Persevering savioursثابت قدم مسیحاییں
The News – Wednesday, December 24, 2008, By Aroosa Masroor, Karachi
Rescuing survivors of a disaster is possibly one of the toughest jobs one can do, and given the frequency of both natural and man-made disasters in Pakistan, rescue workers stand at constant vigil to protect citizens. Rozina Qadir, is one such worker who has been volunteering for people’s safety for over two years now.
At the age of 35, Rozina defies the stereotype that only men are fit for search and rescue operations. During each of her operations, Rozina’s life is on the line, but she faces all such missions fearlessly. She is one of nine females in a team of 40 members of FOCUS Humanitarian Assistance, an international crisis and response and disaster risk reduction agency, which has been working in Pakistan for over a decade now.
FOCUS was founded in 1998 by the Ismaili community and is affiliated with the Aga Khan Development Network in Pakistan. Operating in Karachi, Islamabad, Peshawar, the Northern Areas and Chitral, the team is trained in urban, mountain, avalanche, and water search and rescue.
More than their rigorous training, what is surprising is the commitment of these workers – all of whom are volunteers. From Karachi alone there are 20 members comprising professionals, students, and housewives. “I had always wanted to help humanity in some way, but when my children were younger, I knew I could not engage in an emergency operation. Now that they are older, I feel its time I give something back to society,” said Rozina, now a mother of three teenaged children.
Amyn Dossa, Chairman FOCUS Pakistan, believes it is all about commitment. “You can only become a rescue worker if you understand the value of human life and are committed towards serving humanity. No one can force or train you to be one unless you are convinced from within,” he said. He added that the team has been trained with the help of international rescue teams, including Avalanche and fire-fighting rescue workers from Sweden and France.
Moreover, Rapid UK regularly visits to train the Pakistani rescue team. Dossa, however, stressed that it is not just training that the workers need. “Possessing the right equipment and technical expertise is just as essential.”
Citing the example of the recent Marriott bomb blast in Islamabad, he said that government rescue teams were unable to evacuate the top floors of the hotel because they lacked the sophisticated equipment needed to carry out rescue operations.
In the aftermath of the October 2005 earthquake, FOCUS provided relief to victims initially in Margalla Towers, Islamabad and later in Balakot and Muzaffarabad. The team was also present in the recent Balochistan earthquake in October 2008. “Before the rescue operation begins,” said Dossa, “a Disaster Assessment Response Team first carries out the initial damage and needs assessment in the area after which the rescue team follows through.”

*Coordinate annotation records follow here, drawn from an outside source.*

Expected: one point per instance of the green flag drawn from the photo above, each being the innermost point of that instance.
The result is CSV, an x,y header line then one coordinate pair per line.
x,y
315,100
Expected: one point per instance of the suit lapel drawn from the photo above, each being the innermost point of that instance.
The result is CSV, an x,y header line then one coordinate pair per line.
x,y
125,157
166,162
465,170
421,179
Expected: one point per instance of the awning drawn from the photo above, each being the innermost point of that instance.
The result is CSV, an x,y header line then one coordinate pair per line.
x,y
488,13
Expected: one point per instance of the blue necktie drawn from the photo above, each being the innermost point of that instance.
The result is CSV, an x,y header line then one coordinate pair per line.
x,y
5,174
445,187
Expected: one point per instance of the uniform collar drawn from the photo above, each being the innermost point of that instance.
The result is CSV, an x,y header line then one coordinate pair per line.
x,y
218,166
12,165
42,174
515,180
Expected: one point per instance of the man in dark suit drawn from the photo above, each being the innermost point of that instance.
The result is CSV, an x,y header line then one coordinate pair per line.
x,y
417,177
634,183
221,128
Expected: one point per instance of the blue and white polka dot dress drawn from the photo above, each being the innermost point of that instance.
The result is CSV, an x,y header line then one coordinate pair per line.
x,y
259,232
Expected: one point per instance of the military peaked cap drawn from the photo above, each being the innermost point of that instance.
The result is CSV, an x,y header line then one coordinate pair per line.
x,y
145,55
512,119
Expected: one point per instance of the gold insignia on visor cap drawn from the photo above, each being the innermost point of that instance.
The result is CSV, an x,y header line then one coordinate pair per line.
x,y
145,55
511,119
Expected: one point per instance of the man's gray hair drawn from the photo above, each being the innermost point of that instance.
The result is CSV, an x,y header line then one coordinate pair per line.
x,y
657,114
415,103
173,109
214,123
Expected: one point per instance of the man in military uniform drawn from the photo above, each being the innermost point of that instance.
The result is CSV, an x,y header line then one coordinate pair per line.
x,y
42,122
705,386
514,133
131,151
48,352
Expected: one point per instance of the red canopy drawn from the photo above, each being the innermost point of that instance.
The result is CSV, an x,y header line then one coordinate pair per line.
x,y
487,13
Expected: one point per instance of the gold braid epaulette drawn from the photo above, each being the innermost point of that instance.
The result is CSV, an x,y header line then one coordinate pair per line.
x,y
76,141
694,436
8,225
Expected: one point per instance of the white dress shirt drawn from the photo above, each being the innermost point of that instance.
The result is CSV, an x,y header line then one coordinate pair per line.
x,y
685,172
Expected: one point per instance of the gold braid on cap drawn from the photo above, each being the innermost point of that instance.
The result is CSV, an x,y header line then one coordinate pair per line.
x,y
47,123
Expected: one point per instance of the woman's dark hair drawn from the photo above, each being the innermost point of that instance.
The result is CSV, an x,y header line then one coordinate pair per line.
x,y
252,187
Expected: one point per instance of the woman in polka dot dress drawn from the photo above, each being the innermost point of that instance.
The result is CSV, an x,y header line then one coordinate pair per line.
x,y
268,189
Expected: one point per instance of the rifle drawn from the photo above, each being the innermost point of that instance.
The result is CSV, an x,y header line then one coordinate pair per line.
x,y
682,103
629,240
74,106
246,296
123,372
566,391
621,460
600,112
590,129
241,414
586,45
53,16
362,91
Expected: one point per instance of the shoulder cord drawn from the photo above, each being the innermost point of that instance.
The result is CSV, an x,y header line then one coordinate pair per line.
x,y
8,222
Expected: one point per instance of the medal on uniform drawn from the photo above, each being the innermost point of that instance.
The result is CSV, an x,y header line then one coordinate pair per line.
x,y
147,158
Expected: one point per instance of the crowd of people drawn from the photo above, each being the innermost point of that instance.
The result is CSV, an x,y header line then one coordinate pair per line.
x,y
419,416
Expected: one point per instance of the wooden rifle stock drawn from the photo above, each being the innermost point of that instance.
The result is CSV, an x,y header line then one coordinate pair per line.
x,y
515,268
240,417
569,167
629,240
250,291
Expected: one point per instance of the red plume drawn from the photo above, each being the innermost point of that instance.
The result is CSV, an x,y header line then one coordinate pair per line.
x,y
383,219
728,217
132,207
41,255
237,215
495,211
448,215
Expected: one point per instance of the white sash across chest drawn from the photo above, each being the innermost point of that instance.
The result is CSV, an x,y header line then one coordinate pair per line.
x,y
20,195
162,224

The team has not only responded to the disasters within the country, but also in neighbouring countries including China (during the May 2008 earthquake) and India (during the 2004 tsunami). Dossa added that the government recently approached FOCUS to train CDGK’s Urban Search and Rescue team, and is working in collaboration with the government’s National Disaster Management Authority. “It is difficult to work in isolation, and such efforts should be collective. In areas where FOCUS does not have access, we work in assistance with the Army too.”
When not working in disaster-struck areas, the team shifts its focus to disaster-prone areas of the country through its PMP (Prevention, Mitigation and Preparedness) programme. “Through the PMP programme, we have trained communities in ‘red zone’ areas of Gilgit and Chitral – two naturally hazardous regions of the country,” said Dossa, adding that people residing in these strong seismic zones were earlier unaware of the risks of living in the area. “An attitude change has been noticed.

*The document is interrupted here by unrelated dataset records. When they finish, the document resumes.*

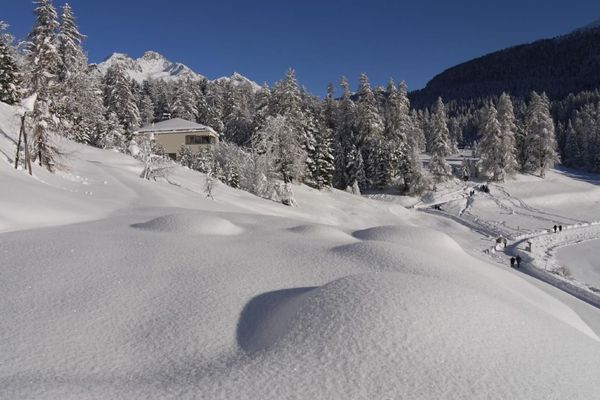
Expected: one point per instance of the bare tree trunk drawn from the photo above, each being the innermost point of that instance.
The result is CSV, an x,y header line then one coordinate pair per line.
x,y
27,154
19,142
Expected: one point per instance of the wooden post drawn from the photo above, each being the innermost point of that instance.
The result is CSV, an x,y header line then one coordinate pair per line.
x,y
27,154
19,142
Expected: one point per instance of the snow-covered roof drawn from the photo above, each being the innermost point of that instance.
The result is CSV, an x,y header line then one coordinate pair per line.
x,y
175,125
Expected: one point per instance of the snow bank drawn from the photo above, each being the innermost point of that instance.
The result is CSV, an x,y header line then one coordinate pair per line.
x,y
323,231
191,224
378,336
418,238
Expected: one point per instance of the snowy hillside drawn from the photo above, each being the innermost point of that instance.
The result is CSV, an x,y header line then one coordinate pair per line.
x,y
152,65
116,287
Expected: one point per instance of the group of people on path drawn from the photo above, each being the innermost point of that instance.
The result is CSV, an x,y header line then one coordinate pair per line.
x,y
557,228
516,260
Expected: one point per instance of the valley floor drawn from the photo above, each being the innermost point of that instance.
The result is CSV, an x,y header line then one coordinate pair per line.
x,y
115,287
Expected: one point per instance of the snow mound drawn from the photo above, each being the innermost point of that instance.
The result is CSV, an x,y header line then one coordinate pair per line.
x,y
403,330
197,224
322,232
414,237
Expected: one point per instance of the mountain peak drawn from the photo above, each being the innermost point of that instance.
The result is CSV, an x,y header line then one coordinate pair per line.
x,y
593,25
152,55
151,65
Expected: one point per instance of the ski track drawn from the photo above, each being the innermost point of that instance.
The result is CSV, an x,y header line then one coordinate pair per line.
x,y
541,262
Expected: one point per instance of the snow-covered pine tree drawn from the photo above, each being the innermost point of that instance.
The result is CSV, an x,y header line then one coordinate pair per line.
x,y
114,134
43,59
72,57
508,144
490,145
236,115
10,76
286,100
440,147
186,156
43,63
355,169
398,126
321,152
573,147
119,98
369,128
330,108
541,147
146,107
280,144
184,104
79,105
45,149
346,173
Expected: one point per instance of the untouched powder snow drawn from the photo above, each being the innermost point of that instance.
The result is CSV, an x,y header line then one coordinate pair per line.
x,y
190,224
115,287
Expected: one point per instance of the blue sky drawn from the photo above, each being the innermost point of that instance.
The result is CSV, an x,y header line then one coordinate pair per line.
x,y
322,40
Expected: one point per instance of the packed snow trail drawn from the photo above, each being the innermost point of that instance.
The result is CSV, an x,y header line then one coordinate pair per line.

People are now aware of the importance of such training, and this awareness in itself is a powerful source of motivation,” he said. This degree of self-reliance has helped women in the area overcome their fear too. “They feel safer and better prepared now,” he added.
During the training programme, necessary equipment is stored in each participating village as well. A standard emergency stockpile comprises blankets, shovels, tarpaulins, tents, ropes, torches, batteries, axes, bamboo poles, crowbars and first aid kits. “Satellite telephones for emergency communications have also been introduced.” When asked why more people have not volunteered for the programme in a span of ten years, Dossa explained: “The problem is that we do not value human life as we should. The need for more rescue teams will not be realised until we educate people and convince them to come forward.”
Keeping in mind the climate change and severe weather conditions, natural disasters across the world are expected to rise in the coming years, including Pakistan. “Urban and rural communities are equally vulnerable. We need to prepare ourselves so we can help minimise the impact of disasters.” For this, Dossa suggests that more volunteers like Rozina, irrespective of their gender or profession, should come forward.